In this volume museum scholar Jack Larkin brings together 400 photos and first-person accounts that evoke the workplace in America from the 1830s to the 1930s, the golden age of labor.

Although perhaps it is not as true today, during this decade the work place, for better or for worse, shaped much of who we were, what we knew, and how we lived as Americans.

Larkin chooses to focus on the experience of ordinary workers rather than the managers, professionals and upper level white collar office people who staffed the corporate sector. The narratives that make up the text of this book are drawn from diaries, travelers' accounts, reminiscences, autobiographies, eyewitness accounts and oral histories of the period.

These are the voices of wheat growers and sharecroppers, mill girls and housemaids, gold miners and railway porters, farmwives and cowboys, and newsboys and stenographers.

The illustrations are primarily gleaned from the remarkable visual resources of the Library of Congress which, for this 100 year period, has a rich treasure trove of photographic and other pictorial documentation of American workers and their workplaces.

The volume is divided into five sweeping sections that lump various jobs together.
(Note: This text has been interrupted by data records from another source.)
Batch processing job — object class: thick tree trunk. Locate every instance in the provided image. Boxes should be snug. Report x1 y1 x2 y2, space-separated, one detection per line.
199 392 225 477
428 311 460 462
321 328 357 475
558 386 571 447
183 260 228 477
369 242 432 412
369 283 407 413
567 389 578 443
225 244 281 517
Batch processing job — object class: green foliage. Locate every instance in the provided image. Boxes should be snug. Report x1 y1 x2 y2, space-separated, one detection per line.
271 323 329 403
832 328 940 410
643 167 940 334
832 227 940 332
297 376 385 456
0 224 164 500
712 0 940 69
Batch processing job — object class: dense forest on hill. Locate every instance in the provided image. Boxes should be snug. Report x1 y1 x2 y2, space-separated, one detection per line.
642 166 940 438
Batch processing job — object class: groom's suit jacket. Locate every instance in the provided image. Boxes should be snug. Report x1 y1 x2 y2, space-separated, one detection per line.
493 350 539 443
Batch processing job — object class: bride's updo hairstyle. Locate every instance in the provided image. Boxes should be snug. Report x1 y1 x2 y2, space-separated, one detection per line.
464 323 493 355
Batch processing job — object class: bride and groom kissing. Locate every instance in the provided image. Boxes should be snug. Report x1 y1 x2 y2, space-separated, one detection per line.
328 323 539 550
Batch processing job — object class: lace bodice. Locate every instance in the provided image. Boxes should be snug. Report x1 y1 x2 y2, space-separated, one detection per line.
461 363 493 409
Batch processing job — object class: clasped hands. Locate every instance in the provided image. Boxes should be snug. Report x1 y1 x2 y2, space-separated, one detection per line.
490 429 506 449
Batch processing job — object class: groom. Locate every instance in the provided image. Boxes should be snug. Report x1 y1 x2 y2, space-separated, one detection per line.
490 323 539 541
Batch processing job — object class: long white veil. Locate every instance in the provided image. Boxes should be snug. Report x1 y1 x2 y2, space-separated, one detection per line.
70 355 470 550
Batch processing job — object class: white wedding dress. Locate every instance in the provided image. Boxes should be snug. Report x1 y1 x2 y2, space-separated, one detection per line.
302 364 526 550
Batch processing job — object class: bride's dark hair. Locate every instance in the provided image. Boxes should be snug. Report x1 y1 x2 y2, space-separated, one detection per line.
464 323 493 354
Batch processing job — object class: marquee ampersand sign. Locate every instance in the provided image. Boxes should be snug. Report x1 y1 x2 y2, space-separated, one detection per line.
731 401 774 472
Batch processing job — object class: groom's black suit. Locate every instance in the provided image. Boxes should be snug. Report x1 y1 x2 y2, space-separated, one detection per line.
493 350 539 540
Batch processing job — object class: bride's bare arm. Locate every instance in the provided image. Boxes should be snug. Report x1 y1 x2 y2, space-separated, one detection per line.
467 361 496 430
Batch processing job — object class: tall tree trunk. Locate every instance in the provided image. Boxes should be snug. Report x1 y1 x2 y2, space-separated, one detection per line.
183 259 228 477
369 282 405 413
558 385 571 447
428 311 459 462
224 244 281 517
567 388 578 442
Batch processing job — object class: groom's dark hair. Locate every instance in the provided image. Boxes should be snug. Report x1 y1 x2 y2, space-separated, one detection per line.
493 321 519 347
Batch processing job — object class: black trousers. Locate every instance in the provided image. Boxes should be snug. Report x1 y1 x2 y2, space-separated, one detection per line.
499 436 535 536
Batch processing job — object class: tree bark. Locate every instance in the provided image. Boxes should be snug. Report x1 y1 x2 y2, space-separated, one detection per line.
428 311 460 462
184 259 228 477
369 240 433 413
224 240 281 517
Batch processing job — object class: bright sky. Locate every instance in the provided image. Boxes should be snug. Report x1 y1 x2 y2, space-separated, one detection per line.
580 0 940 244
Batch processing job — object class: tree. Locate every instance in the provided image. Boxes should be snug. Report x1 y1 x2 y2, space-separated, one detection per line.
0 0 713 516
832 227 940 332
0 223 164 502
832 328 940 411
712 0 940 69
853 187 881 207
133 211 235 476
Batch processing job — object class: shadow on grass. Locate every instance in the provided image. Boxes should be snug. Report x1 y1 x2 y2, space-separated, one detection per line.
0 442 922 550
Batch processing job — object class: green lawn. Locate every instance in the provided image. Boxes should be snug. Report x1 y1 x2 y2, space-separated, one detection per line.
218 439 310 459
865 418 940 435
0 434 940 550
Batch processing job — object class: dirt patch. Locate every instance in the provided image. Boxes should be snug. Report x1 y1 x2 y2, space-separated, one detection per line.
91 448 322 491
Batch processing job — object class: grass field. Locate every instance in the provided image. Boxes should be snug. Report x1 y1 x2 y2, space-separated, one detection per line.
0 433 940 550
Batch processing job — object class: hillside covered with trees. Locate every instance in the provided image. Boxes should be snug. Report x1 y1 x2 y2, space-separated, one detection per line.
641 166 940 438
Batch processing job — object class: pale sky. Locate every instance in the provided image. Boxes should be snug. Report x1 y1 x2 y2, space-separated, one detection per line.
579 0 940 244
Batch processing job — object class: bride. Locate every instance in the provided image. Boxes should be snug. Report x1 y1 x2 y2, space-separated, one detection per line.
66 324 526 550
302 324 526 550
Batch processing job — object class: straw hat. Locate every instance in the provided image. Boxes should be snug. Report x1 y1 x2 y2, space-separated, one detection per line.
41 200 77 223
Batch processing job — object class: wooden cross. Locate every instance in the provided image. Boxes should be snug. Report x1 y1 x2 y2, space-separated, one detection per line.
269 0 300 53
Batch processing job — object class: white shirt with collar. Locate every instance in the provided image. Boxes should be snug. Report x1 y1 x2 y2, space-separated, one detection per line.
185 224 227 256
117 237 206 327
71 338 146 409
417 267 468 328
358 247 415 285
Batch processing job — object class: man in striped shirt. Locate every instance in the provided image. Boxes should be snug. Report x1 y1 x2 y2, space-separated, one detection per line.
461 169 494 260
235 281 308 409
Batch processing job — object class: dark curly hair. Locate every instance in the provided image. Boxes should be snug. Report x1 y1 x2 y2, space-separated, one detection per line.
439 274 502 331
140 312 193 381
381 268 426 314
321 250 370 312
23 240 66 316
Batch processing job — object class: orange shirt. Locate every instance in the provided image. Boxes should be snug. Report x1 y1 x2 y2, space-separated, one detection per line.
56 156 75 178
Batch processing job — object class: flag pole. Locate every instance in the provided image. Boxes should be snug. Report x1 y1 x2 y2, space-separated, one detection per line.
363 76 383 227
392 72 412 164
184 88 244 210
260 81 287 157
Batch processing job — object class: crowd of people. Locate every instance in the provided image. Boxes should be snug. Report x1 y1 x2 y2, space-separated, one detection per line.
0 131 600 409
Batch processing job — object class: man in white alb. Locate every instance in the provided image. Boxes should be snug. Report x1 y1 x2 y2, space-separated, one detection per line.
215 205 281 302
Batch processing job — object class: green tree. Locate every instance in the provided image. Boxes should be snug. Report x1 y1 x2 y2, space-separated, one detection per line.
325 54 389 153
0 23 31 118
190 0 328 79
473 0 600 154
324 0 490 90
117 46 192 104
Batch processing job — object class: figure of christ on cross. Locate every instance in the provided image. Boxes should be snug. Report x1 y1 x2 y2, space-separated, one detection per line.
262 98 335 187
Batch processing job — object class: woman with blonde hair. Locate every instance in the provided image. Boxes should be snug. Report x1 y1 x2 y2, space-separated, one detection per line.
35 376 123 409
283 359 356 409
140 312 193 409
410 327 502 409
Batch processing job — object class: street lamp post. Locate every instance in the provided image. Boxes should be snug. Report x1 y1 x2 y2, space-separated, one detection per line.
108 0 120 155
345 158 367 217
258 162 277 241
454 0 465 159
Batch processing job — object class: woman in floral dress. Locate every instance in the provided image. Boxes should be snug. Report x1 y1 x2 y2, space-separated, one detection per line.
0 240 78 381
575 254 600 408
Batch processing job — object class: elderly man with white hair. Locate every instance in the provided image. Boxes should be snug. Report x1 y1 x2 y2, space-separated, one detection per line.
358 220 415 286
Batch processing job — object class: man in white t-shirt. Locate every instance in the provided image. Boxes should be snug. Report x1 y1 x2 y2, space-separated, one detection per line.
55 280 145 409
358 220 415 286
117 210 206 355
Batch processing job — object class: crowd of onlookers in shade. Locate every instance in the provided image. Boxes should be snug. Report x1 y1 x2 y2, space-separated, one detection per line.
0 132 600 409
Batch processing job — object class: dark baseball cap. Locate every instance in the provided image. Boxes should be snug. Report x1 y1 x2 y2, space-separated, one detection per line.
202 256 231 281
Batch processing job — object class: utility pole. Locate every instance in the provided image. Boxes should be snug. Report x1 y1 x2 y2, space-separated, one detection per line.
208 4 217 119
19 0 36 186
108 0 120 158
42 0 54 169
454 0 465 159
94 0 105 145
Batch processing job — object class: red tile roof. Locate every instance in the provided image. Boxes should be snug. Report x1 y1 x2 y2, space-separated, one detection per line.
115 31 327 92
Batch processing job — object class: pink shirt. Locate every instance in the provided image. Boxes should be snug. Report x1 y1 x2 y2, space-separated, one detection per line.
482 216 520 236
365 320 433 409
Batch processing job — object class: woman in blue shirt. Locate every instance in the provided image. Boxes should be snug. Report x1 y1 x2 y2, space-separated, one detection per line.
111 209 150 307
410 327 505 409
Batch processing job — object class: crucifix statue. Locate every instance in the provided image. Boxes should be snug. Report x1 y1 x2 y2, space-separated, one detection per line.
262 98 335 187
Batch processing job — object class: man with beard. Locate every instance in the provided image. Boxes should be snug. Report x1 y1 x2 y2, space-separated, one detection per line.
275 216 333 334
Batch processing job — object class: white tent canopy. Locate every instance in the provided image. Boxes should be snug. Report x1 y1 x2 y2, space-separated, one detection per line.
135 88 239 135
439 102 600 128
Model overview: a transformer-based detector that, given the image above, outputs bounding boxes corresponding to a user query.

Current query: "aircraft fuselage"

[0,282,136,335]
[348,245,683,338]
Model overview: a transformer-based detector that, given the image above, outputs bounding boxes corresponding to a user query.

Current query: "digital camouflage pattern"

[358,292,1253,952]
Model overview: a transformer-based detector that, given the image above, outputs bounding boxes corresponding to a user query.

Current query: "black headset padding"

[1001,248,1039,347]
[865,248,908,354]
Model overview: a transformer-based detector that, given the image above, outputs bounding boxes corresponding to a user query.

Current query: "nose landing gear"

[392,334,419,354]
These broad chapters include Working the Land, Workshop and Household, Wrestling with Nature, Power and Production and Ordinary Jobs.

This was a period when the country's population was vastly increased by millions of immigrants and the great cities were built. 'The nation's stunning economic growth was the result of almost incalculable effort, the work of many millions of hands, and often came at great cost,' writes Larkin.

As you visit the forests, mines, farms, and factories of America while reading this book, it will eventually dawn on you that many of these jobs are gone. In some cases that is probably a good thing, but there's also a sense of loss as well because much of this was what we often refer to today as good, honest labor done with one's hands. There was dignity in the work and the sense of accomplishment that so many of these jobs provided.

A western reader will also realize that this story, as Larkin elects to tell it, is heavily weighted to what happened east of the Rockies and, in great measure, east of the Mississippi River.

There's a cursory mention of the Gold Rush, the migration of refugees to California during the Dust Bowl period and the orchard industry in the southland but that's about it.

No matter, though, this is still a fascinating look at the American worker and how these men and women transformed this country during a pivotal century. The vintage illustrations alone are worth the price of admission and the narrative strikes an authentic tone not often present in history books of this nature.